Most parents continue to follow the advice of their children's doctors, according to a study based on a survey of 1,552 parents. Extensive research has found no connection between autism and vaccines.
"Nine out of 10 parents believe that vaccination is a good way to prevent diseases for their children," said lead author Dr. Gary Freed of the University of Michigan. "Luckily, their concerns don't outweigh their decision to get vaccines so their children can be protected from life-threatening illnesses."
In 2008, unvaccinated school-age children contributed to measles outbreaks in California, Illinois, Washington, Arizona and New York, said Dr. Melinda Wharton of the Centers for Disease Control and Prevention. Thirteen percent of the 140 who got sick that year were hospitalized.
"It's fortunate that everybody recovered," Wharton said, noting that measles can be deadly. "If we don't vaccinate, these diseases will come back."
Fear of a vaccine-autism connection stems from a flawed and speculative 1998 study that recently was retracted by a British medical journal. The retraction came after a council that regulates Britain's doctors ruled the study's author had acted dishonestly and unethically.
The new study is based on a University of Michigan survey of parents a year ago, long before the retraction of the 1998 study.

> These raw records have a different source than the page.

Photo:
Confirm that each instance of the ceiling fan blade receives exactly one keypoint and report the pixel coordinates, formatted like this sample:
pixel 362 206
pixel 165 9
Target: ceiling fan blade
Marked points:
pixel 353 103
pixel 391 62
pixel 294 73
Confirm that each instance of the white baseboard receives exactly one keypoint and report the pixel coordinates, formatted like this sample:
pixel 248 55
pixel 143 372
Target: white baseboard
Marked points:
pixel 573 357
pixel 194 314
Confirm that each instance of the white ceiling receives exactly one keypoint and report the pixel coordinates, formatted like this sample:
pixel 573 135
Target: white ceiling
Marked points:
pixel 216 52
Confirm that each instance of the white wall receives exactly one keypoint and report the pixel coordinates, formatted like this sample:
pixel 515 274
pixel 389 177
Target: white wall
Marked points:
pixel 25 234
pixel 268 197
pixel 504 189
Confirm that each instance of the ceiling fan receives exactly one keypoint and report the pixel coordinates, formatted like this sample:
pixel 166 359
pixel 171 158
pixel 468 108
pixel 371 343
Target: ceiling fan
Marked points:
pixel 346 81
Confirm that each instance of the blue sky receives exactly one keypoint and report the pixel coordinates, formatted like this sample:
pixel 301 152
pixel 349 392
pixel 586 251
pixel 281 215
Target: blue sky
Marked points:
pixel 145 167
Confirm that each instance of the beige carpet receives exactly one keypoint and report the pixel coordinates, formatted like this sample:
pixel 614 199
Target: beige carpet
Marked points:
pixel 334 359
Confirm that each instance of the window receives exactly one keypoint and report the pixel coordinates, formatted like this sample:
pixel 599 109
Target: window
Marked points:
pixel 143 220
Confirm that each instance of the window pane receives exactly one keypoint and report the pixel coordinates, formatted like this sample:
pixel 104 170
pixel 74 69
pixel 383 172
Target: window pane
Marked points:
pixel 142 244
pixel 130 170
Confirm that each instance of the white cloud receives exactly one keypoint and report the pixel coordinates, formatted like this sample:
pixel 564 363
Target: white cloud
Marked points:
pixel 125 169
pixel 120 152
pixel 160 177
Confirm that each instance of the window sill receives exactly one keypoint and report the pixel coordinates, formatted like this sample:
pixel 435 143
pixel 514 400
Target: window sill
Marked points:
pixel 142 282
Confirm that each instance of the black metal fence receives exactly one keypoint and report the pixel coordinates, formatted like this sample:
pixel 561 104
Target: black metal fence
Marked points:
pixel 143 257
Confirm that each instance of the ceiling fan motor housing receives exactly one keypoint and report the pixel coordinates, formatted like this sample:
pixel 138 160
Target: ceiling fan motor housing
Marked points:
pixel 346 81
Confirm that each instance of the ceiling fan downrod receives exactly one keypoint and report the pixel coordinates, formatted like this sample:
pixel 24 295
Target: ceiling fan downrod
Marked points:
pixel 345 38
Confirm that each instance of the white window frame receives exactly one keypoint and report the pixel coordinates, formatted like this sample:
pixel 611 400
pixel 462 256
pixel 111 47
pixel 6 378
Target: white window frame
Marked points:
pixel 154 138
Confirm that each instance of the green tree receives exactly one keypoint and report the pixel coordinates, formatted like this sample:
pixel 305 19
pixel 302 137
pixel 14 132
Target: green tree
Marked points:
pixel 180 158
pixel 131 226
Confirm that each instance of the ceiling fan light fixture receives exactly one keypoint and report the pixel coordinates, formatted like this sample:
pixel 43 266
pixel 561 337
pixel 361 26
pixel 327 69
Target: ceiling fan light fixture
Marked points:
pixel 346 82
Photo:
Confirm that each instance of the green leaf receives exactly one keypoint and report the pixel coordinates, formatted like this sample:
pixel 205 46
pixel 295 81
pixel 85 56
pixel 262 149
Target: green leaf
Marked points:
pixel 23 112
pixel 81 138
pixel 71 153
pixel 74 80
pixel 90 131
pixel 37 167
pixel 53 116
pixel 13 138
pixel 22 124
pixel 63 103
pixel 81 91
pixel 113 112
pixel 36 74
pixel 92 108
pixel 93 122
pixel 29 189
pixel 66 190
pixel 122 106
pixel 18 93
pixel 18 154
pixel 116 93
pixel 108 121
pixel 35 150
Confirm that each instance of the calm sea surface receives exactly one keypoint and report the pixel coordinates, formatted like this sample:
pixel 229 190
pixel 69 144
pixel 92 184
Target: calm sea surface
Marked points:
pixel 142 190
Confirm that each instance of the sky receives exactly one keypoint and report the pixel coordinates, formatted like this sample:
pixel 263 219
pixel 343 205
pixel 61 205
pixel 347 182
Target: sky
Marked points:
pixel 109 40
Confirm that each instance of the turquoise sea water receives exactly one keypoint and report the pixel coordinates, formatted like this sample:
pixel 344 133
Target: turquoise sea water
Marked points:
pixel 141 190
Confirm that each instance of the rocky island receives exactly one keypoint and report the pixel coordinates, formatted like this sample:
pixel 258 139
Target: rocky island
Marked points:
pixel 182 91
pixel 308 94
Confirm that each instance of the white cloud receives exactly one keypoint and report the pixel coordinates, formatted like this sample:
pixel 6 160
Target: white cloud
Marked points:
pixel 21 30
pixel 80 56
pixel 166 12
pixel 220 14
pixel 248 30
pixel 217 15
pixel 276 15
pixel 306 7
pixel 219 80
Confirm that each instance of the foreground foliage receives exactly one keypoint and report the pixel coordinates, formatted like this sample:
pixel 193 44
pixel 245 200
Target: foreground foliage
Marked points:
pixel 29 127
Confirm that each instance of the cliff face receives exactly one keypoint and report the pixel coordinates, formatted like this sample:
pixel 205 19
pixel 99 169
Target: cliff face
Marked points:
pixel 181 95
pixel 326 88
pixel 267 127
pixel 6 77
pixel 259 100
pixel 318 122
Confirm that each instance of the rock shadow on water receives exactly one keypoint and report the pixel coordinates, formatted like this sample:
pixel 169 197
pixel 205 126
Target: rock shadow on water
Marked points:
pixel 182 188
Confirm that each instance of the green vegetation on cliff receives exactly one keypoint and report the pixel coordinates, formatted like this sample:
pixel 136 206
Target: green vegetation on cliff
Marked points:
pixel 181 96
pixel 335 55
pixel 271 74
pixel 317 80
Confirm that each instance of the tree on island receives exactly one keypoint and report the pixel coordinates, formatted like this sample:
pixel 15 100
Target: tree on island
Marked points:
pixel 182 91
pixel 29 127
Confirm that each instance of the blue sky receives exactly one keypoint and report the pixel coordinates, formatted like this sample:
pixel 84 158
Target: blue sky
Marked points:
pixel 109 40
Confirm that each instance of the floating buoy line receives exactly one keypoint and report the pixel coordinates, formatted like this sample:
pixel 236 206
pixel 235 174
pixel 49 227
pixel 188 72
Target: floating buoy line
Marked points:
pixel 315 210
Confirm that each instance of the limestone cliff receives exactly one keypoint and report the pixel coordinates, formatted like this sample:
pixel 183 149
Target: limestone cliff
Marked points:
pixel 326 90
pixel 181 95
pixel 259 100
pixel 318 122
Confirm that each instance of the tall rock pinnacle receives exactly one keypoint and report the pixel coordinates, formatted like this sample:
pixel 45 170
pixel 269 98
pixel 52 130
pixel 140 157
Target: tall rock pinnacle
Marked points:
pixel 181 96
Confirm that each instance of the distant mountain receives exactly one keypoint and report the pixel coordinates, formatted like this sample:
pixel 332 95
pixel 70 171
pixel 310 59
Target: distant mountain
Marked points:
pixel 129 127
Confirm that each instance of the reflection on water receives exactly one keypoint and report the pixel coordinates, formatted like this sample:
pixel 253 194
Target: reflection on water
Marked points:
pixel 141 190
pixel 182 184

However, much has been written about research that has failed to find a link between vaccines and autism. Mainstream advocacy groups like Autism Speaks strongly encourage parents to vaccinate their children.
"Now that it's been shown to be an outright fraud, maybe it will convince more parents that this should not be a concern," said Freed, whose study appears in the April issue of Pediatrics, released Monday.
The new study is based on an online survey of parents with children 17 and younger.